A greve de auditores da Receita Federal, que aconteceu entre os dias 18 e 20 e foi repetida na terça-feira (25) e quarta-feira (26), já causou a retenção de 3 mil contêineres no Porto de Santos. A estimativa é de que R$ 200 milhões deixaram de ser arrecadados neste período pela Aduana. Já a demora na vistoria de porões de navios que aguardam para atracar no complexo soma US$ 1 milhão, o equivalente a mais de R$ 3,1 milhões, desde o início da paralisação.

O levantamento dos prejuízos dos usuários é do Sindicato das Agências de Navegação Marítima do Estado de São Paulo (Sindamar). Segundo a entidade, esse custo é absorvido pelos exportadores e afeta ainda mais a competitividade do País no mercado internacional.

Os auditores fiscais reivindicam reposição salarial. Para isso, iniciaram operação padrão e paralisações em 14 de agosto. Já os analistas tributários iniciaram o movimento dias depois, pelo mesmo motivo.

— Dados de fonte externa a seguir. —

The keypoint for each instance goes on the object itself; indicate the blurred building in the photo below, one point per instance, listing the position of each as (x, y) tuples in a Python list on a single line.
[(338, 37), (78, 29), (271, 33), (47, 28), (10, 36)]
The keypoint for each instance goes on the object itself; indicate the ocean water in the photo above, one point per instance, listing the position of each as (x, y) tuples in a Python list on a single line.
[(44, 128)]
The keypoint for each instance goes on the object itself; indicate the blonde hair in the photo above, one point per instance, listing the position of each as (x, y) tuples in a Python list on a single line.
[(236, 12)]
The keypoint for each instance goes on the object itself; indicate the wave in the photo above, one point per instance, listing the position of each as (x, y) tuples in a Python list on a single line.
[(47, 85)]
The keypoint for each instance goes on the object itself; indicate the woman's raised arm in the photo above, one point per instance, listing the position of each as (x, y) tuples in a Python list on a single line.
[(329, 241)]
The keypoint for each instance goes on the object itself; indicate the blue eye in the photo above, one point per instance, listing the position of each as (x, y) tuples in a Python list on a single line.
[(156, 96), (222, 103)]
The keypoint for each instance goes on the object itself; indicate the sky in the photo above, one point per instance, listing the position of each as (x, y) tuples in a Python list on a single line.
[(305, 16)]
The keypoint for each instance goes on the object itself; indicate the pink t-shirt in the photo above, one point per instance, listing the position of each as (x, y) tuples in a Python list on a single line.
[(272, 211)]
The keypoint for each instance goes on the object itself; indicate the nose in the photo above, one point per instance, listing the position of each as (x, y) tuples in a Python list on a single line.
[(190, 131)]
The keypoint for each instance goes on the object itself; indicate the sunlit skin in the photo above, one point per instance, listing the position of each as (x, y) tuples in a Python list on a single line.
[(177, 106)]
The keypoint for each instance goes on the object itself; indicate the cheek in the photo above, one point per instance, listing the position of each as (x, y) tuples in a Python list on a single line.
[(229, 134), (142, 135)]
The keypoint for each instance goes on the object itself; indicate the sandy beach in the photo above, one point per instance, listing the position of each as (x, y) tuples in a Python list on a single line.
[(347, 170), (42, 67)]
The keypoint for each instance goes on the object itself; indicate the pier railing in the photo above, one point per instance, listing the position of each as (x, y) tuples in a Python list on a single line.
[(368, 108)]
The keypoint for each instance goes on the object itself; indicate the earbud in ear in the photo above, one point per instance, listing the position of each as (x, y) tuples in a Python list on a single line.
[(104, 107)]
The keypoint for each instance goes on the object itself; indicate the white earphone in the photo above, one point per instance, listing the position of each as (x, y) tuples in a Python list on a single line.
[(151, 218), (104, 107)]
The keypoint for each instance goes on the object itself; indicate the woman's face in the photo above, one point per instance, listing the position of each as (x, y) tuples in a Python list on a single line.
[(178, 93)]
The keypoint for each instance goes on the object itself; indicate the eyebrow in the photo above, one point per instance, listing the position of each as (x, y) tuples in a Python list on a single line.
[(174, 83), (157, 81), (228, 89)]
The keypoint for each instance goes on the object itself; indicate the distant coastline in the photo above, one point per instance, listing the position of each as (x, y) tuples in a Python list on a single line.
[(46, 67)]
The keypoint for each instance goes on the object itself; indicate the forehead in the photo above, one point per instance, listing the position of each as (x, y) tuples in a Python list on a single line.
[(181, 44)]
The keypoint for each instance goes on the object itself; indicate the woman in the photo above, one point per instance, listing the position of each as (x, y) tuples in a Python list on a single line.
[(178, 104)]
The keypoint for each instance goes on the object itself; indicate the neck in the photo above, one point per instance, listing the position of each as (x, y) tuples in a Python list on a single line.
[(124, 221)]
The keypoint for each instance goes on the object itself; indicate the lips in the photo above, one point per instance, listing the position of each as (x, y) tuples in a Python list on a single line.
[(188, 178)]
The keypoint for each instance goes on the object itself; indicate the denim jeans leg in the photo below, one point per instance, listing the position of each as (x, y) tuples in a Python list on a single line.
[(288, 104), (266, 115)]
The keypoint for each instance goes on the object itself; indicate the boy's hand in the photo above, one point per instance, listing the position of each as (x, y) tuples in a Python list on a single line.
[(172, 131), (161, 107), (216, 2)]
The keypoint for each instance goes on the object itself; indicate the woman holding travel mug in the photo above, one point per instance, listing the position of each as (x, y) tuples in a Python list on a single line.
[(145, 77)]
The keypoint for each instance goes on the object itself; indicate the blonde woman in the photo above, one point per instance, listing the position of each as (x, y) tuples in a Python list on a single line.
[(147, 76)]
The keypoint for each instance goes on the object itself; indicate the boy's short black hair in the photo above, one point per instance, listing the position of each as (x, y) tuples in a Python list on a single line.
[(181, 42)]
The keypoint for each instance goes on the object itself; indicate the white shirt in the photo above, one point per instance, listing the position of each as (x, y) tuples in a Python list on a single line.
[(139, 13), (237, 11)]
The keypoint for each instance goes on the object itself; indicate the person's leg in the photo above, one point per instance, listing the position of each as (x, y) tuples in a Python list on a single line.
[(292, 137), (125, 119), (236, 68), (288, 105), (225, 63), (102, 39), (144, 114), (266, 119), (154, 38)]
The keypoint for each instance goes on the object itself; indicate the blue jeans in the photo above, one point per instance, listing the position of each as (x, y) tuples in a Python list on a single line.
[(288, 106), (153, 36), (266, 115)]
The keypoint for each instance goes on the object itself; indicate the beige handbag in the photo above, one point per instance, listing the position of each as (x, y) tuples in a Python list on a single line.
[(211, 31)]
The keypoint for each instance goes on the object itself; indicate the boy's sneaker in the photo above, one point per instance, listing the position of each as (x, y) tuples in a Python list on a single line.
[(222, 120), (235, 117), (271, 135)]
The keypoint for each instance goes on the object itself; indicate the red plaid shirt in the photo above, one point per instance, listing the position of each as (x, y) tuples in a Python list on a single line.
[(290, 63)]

Segundo o Sindicato Nacional dos Auditores Fiscais (Sindifisco), a cada dia de paralisação, mil contêineres deixam de ser liberados no dia em que seu despacho é apresentado – devido ao protesto, o aval acaba saindo apenas dias ou semanas depois, acumulando o serviço.

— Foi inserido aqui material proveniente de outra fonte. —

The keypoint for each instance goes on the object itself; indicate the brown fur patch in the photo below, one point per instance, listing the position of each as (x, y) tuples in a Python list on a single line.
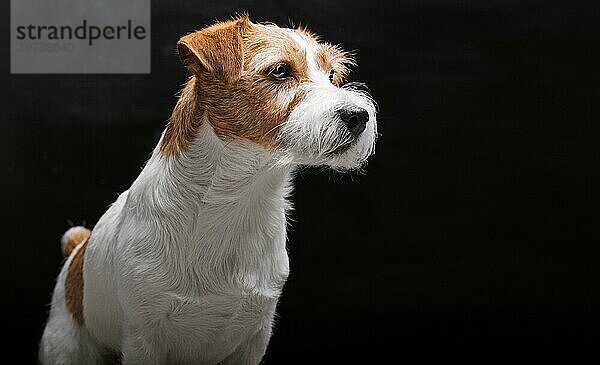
[(330, 57), (229, 62), (184, 122), (74, 285)]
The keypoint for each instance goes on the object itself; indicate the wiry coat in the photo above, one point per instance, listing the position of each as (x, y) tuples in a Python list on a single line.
[(188, 264)]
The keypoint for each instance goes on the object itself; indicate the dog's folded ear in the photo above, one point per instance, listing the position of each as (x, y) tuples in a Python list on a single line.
[(216, 49)]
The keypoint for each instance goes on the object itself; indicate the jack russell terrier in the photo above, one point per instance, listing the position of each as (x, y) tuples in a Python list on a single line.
[(188, 264)]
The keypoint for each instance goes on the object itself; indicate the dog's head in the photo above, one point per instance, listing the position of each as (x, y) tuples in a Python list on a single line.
[(280, 88)]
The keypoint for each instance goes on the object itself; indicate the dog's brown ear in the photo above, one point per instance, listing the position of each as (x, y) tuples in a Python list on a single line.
[(216, 49)]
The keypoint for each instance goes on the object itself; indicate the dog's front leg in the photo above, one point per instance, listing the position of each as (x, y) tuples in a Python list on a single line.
[(251, 351)]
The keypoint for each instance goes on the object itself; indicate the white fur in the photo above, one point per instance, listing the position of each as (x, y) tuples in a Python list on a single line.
[(188, 264)]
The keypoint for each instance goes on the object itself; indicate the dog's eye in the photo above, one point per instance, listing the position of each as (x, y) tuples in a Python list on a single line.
[(280, 71)]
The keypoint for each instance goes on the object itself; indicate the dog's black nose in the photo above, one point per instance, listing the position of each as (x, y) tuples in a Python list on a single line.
[(355, 118)]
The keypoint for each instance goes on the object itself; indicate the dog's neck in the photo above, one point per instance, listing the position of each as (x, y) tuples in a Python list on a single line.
[(221, 201)]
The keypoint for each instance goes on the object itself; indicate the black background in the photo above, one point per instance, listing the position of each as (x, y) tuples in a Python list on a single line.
[(472, 234)]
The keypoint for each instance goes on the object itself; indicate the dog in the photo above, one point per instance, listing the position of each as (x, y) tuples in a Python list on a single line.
[(188, 264)]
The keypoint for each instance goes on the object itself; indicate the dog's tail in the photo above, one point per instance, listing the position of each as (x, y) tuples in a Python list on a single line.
[(73, 237)]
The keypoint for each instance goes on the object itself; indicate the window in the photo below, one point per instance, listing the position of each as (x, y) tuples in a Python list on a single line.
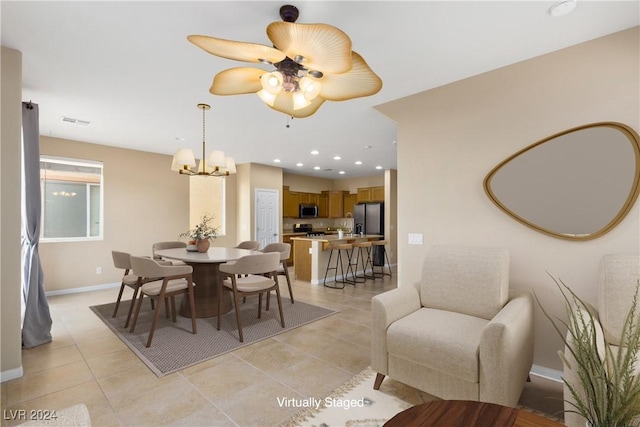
[(207, 196), (72, 199)]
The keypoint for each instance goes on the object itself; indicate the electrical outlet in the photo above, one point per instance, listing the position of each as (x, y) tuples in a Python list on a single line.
[(415, 238)]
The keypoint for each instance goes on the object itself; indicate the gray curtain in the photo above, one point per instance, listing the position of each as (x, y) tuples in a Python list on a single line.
[(36, 319)]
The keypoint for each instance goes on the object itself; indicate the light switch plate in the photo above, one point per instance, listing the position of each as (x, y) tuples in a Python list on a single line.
[(415, 238)]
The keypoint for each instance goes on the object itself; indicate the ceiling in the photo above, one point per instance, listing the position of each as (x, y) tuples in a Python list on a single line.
[(128, 68)]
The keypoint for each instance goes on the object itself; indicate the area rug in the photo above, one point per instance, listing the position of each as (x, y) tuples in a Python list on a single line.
[(174, 347), (354, 404)]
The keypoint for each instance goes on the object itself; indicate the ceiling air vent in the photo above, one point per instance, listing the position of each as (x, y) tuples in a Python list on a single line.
[(77, 122)]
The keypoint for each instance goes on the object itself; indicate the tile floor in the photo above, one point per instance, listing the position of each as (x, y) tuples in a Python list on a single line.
[(87, 363)]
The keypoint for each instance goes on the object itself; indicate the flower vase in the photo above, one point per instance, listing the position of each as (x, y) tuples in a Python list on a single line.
[(203, 245)]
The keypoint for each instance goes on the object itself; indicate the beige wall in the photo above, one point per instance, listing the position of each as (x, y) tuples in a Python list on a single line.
[(450, 137), (253, 176), (311, 184), (144, 202), (10, 223)]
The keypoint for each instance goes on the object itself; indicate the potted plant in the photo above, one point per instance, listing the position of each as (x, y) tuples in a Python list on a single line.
[(606, 390), (201, 234)]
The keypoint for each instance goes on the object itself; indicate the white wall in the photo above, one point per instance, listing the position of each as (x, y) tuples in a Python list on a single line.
[(10, 222), (450, 137)]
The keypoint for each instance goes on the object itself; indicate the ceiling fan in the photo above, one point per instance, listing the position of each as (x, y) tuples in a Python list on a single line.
[(313, 63)]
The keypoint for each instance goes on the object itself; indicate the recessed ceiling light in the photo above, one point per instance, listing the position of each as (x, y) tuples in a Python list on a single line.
[(562, 8)]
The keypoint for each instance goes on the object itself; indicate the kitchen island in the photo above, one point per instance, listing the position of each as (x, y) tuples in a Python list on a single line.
[(311, 256)]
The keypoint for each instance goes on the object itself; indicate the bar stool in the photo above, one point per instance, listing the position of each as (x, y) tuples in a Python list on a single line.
[(381, 246), (363, 248), (347, 248)]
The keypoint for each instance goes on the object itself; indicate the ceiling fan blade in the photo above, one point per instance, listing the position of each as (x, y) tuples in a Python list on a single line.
[(358, 82), (284, 103), (237, 81), (239, 51), (324, 47)]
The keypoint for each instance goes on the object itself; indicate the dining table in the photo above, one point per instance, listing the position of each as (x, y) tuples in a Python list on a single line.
[(206, 268)]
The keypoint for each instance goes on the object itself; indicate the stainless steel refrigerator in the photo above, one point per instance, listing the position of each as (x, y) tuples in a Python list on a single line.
[(369, 219)]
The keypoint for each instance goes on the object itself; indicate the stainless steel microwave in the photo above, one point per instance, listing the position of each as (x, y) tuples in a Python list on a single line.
[(308, 210)]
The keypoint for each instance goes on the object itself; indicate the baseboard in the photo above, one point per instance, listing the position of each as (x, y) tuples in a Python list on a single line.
[(82, 289), (548, 373), (11, 374)]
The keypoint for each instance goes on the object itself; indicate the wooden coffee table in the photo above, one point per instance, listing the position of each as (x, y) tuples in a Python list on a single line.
[(464, 413)]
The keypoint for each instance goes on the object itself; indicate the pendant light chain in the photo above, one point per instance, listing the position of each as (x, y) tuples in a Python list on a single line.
[(204, 159)]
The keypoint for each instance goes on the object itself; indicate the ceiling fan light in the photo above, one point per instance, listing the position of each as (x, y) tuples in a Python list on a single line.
[(183, 159), (267, 98), (310, 88), (217, 159), (272, 82), (300, 101)]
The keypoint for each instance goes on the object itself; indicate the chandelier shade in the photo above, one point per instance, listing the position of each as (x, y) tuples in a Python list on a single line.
[(217, 164)]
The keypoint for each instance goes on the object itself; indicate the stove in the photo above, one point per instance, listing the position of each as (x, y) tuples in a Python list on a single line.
[(302, 228)]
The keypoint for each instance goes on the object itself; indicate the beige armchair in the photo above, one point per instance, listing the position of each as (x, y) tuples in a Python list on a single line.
[(617, 281), (457, 334)]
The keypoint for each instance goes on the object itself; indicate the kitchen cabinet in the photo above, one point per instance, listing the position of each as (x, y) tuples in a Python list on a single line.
[(364, 195), (323, 205), (349, 202), (336, 204)]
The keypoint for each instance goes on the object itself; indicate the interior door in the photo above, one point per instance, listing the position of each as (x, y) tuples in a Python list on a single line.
[(267, 216)]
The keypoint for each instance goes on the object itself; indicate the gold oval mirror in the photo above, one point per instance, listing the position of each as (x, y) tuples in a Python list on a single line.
[(576, 185)]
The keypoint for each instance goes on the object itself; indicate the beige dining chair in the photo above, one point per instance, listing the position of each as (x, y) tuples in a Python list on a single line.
[(122, 260), (173, 280), (167, 245), (284, 249), (251, 245), (250, 275)]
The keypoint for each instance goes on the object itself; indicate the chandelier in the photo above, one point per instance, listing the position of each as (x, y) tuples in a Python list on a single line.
[(216, 165)]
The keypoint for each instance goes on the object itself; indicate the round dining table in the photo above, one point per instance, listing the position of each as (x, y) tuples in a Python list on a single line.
[(206, 267)]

A demora na inspeção de porões afeta a operação de navios graneleiros, que precisam deste procedimento para obter autorização a fim de atracar nos terminais. O custo diário de uma embarcação que transporta açúcar, soja ou milho é de US$ 15 mil, o equivalente a R$ 46,6 mil.

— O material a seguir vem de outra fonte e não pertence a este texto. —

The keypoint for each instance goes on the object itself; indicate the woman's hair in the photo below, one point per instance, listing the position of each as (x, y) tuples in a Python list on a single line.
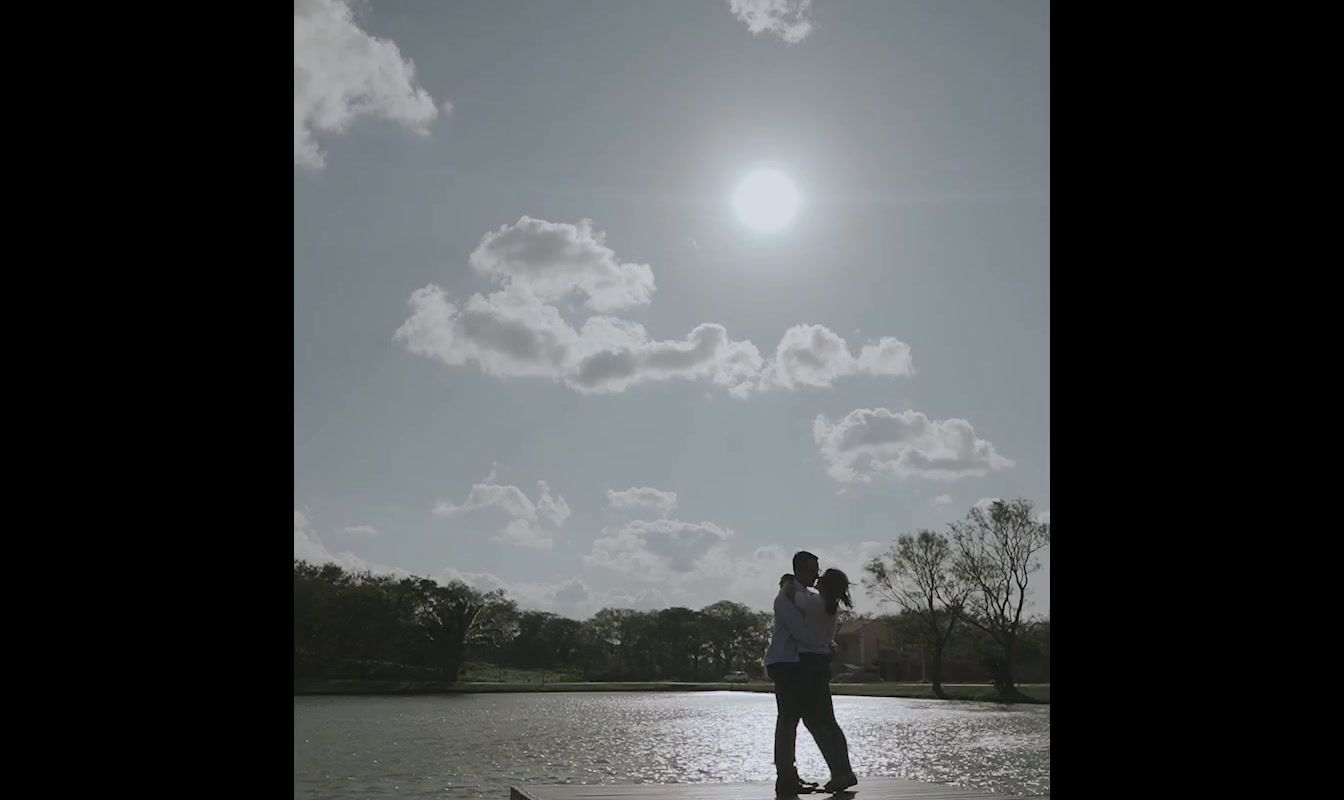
[(835, 589)]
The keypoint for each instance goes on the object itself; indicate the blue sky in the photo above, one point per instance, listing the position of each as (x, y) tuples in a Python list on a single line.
[(538, 347)]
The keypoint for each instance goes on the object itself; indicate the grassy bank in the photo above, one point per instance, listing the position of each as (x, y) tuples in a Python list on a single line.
[(960, 691)]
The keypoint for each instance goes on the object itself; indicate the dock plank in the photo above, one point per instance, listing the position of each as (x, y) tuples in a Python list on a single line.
[(868, 788)]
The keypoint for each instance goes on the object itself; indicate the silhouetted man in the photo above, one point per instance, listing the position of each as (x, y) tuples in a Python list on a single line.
[(792, 697)]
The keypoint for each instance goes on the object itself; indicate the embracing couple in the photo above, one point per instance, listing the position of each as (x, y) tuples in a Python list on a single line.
[(799, 663)]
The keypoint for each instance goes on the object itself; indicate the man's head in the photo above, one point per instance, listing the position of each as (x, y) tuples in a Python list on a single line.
[(805, 568)]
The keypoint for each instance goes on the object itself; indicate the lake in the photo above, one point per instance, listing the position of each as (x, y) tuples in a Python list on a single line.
[(475, 745)]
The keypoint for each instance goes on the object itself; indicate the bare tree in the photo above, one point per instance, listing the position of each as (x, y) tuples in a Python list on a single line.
[(919, 580), (995, 555)]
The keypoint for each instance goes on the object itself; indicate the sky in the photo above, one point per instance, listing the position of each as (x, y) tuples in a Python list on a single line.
[(549, 338)]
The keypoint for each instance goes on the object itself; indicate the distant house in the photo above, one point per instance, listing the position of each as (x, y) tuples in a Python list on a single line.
[(859, 643)]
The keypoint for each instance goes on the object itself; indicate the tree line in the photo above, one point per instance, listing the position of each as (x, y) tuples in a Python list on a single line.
[(960, 596), (376, 627)]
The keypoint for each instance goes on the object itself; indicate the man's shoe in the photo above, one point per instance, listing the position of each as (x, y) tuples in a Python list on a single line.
[(792, 787), (840, 784)]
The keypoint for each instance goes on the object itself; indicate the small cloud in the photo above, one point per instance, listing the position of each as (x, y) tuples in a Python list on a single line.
[(786, 19), (343, 74), (641, 498)]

De acordo com o diretor-executivo do Sindamar, José Roque, as incertezas causadas pelas paralisações têm provocado a diminuição de escalas dos navios no Porto de Santos, além de prejudicar as receitas de toda a cadeia de intervenientes nas operações portuárias.

“Os processos de remoção dos contêineres de exportação, entre margens,  para a transferência de carga para um determinado navio, que levavam entre três e quatro dias antes da greve, atualmente demoram, em média, 10 dias, o que provoca a perda de conexões com navios destinados ao exterior”, destacou o executivo.

Já na importação, além do represamento dos contêineres, somam-se os custos de armazenagem e estadia das caixas metálicas. Essas despesas adicionais são assumidas pelos importadores que, posteriormente, as repassam ao consumidor final.

Conferência de cargas

Segundo Roque, na exportação, o desembaraço das mercadorias está ameaçado, no caso de lotes que caem nos canais amarelo e vermelho, onde há necessidade de conferência física e documental dos produtos. Isso prejudica os embarques, assim como   o preenchimento do espaço disponível nos navios.